Assim, quando optamos por uma dimensão física
estruturada no óleo, estamos a optar por um médium ancestral, culturalmente vinculado à
história da arte europeia ocidental. Quando nos referimos a esta dimensão
física da Pintura como opção, referimo-nos
às inúmeras tecnologias que poderiam ter sido nossa opção, desde a fotografia à
imagem em movimento, desde a assemblage, a colagem, o acrílico, a aguarela, a
têmpera, a encáustica, a pintura mural ou fresco até aos têxteis, às cerâmicas
ou ao mundo das instalações. Mas não o foram.
O óleo é o líquido mais denso do que a água, com alguma viscosidade, que
alivia agruras e imperfeições de caminhos.
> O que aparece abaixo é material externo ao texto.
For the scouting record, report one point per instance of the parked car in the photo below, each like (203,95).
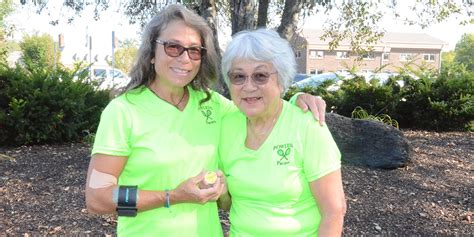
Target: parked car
(318,79)
(106,77)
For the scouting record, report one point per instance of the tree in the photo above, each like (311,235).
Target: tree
(39,52)
(125,55)
(5,9)
(465,51)
(356,20)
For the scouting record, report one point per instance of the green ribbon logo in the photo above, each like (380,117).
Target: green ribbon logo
(284,155)
(208,113)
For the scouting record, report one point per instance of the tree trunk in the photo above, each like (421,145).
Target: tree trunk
(262,13)
(289,20)
(243,15)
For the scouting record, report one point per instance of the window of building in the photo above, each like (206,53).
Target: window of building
(298,54)
(342,55)
(316,54)
(369,56)
(429,57)
(406,57)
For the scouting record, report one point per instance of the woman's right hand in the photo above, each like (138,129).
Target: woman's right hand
(189,191)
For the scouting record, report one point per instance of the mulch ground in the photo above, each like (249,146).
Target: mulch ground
(42,191)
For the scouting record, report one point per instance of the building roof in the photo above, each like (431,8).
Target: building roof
(389,40)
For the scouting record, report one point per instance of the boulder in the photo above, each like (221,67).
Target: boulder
(369,143)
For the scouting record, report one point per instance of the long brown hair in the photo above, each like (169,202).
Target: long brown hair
(143,73)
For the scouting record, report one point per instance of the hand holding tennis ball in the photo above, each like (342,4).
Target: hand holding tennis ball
(210,178)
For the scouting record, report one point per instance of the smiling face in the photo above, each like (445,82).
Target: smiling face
(255,101)
(174,72)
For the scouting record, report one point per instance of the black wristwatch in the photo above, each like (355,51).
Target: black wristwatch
(127,201)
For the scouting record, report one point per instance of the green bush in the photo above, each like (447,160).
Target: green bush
(441,102)
(46,106)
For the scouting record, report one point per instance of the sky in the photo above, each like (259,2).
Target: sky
(27,21)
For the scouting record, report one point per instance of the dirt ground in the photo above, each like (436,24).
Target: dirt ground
(42,191)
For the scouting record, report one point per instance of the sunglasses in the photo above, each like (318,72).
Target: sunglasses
(175,50)
(258,78)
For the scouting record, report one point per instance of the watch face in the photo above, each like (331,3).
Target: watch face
(127,201)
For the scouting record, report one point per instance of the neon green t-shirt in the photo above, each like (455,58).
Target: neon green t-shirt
(164,146)
(270,186)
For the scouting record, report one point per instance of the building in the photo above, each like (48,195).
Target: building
(392,52)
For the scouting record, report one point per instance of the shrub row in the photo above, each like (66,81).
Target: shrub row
(440,102)
(46,106)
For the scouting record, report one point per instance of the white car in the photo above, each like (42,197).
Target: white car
(106,77)
(109,78)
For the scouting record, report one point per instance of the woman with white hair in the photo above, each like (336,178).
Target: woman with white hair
(283,173)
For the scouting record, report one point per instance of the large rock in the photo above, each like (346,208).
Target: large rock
(369,143)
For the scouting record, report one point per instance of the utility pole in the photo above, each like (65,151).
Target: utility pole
(113,56)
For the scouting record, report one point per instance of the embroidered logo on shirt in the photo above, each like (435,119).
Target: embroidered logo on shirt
(283,151)
(207,113)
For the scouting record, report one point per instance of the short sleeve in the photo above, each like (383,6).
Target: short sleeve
(321,154)
(112,137)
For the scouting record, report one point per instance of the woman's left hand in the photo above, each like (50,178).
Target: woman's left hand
(314,103)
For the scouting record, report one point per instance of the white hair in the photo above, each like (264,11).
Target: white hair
(261,45)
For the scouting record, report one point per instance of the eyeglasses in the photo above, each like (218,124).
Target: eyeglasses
(259,78)
(175,50)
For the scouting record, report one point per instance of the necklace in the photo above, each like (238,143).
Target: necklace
(175,105)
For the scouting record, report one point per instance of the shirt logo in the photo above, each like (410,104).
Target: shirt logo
(283,151)
(207,113)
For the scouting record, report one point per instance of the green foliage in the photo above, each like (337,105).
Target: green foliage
(441,102)
(360,113)
(444,102)
(6,8)
(125,56)
(39,52)
(465,51)
(42,106)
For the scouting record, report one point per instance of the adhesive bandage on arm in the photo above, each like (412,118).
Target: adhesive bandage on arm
(101,180)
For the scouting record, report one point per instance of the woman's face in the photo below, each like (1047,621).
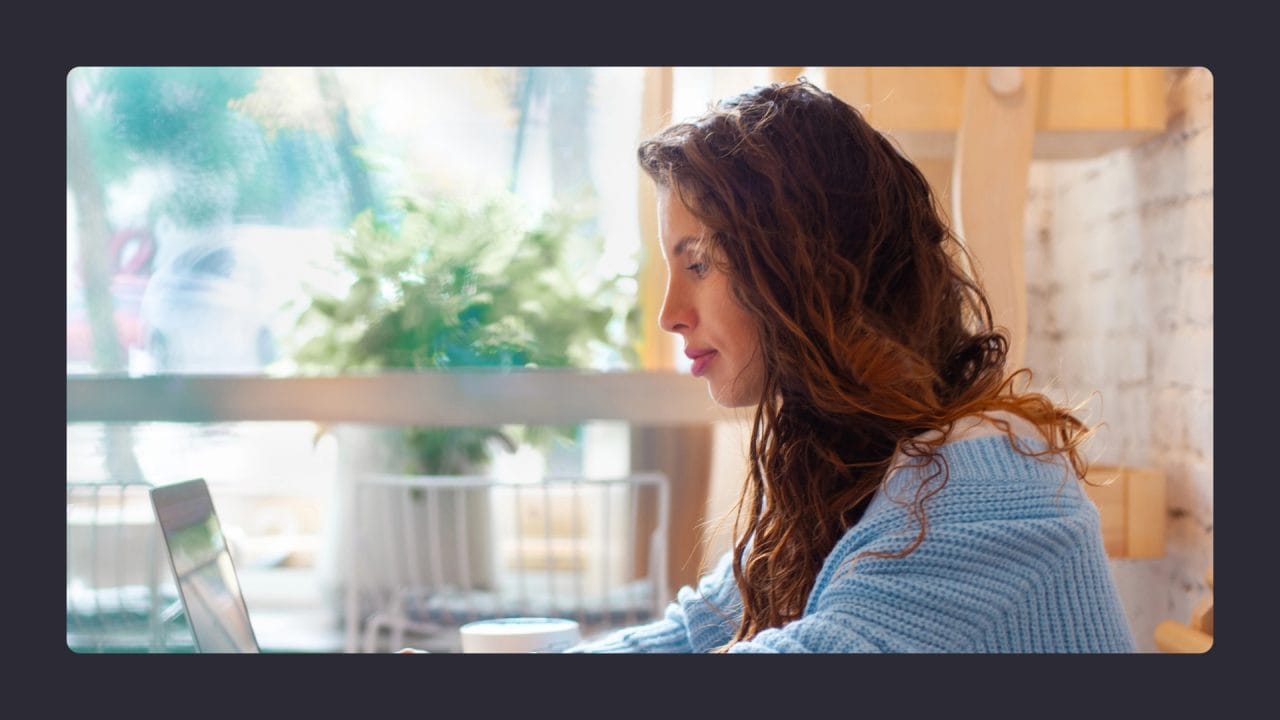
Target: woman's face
(718,335)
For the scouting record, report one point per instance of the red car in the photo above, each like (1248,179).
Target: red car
(131,251)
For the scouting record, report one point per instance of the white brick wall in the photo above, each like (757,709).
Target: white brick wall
(1120,294)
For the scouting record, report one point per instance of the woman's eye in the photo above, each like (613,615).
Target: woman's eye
(698,268)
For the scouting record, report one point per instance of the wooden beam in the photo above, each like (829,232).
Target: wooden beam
(988,190)
(1132,507)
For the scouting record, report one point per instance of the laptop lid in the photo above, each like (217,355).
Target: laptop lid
(202,568)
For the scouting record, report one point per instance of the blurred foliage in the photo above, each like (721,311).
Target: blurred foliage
(224,162)
(465,286)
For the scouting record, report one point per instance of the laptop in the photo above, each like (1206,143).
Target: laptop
(202,568)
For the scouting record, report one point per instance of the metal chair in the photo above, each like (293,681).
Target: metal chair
(119,592)
(432,554)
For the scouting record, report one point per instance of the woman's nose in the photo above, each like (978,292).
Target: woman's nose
(676,314)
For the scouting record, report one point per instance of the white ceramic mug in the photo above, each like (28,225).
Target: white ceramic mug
(520,634)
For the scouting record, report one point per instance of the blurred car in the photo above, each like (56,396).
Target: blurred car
(131,254)
(211,309)
(126,301)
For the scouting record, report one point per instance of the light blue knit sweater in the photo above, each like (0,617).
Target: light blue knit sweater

É o lubrificante das engrenagens,
das coisas e dos corpos, suavizando atritos e asperezas. Situando-nos apenas na
pele, o óleo que utilizamos quotidianamente suaviza e perfuma o corpo, a face
ou as mãos, com variadíssimas origens, marcas e modelos no mercado desde
épocas muito antigas até hoje, cumpre uma função mediúnica entre os suportes e
a imagem que damos de nós. Desde a origem da civilização até hoje o óleo
desempenha um papel divino, purificador, protetor
espiritual, terapêutico, glorificador, cumprindo rituais de consagração e de doxologia.
O óleo é um dos médiuns da Pintura e cada médium define uma tecnologia. Este médium
é o elemento que se situa entre a camada visível constituída por pigmentos e a fixa às outras
matérias que se constituem como suporte.
O médium óleo é um dos servos que concretizam os
desejos e vontades do artista. No final ele apenas é uma invisibilidade que
garante a permanência da matéria compositiva sobre o suporte estrutural. Ele
persiste e solidifica adquirindo resistência a todo o tipo de alterações
climáticas. Esta tecnologia foi escolhida por dar a garantia, comprovada com
mais de seiscentos anos de uso, de ter a capacidade para agregar matérias sólida
e permanentemente. São estas matérias que se interligam e se constituem numa camada
pictórica com dimensão plástica e dimensão estética próprias.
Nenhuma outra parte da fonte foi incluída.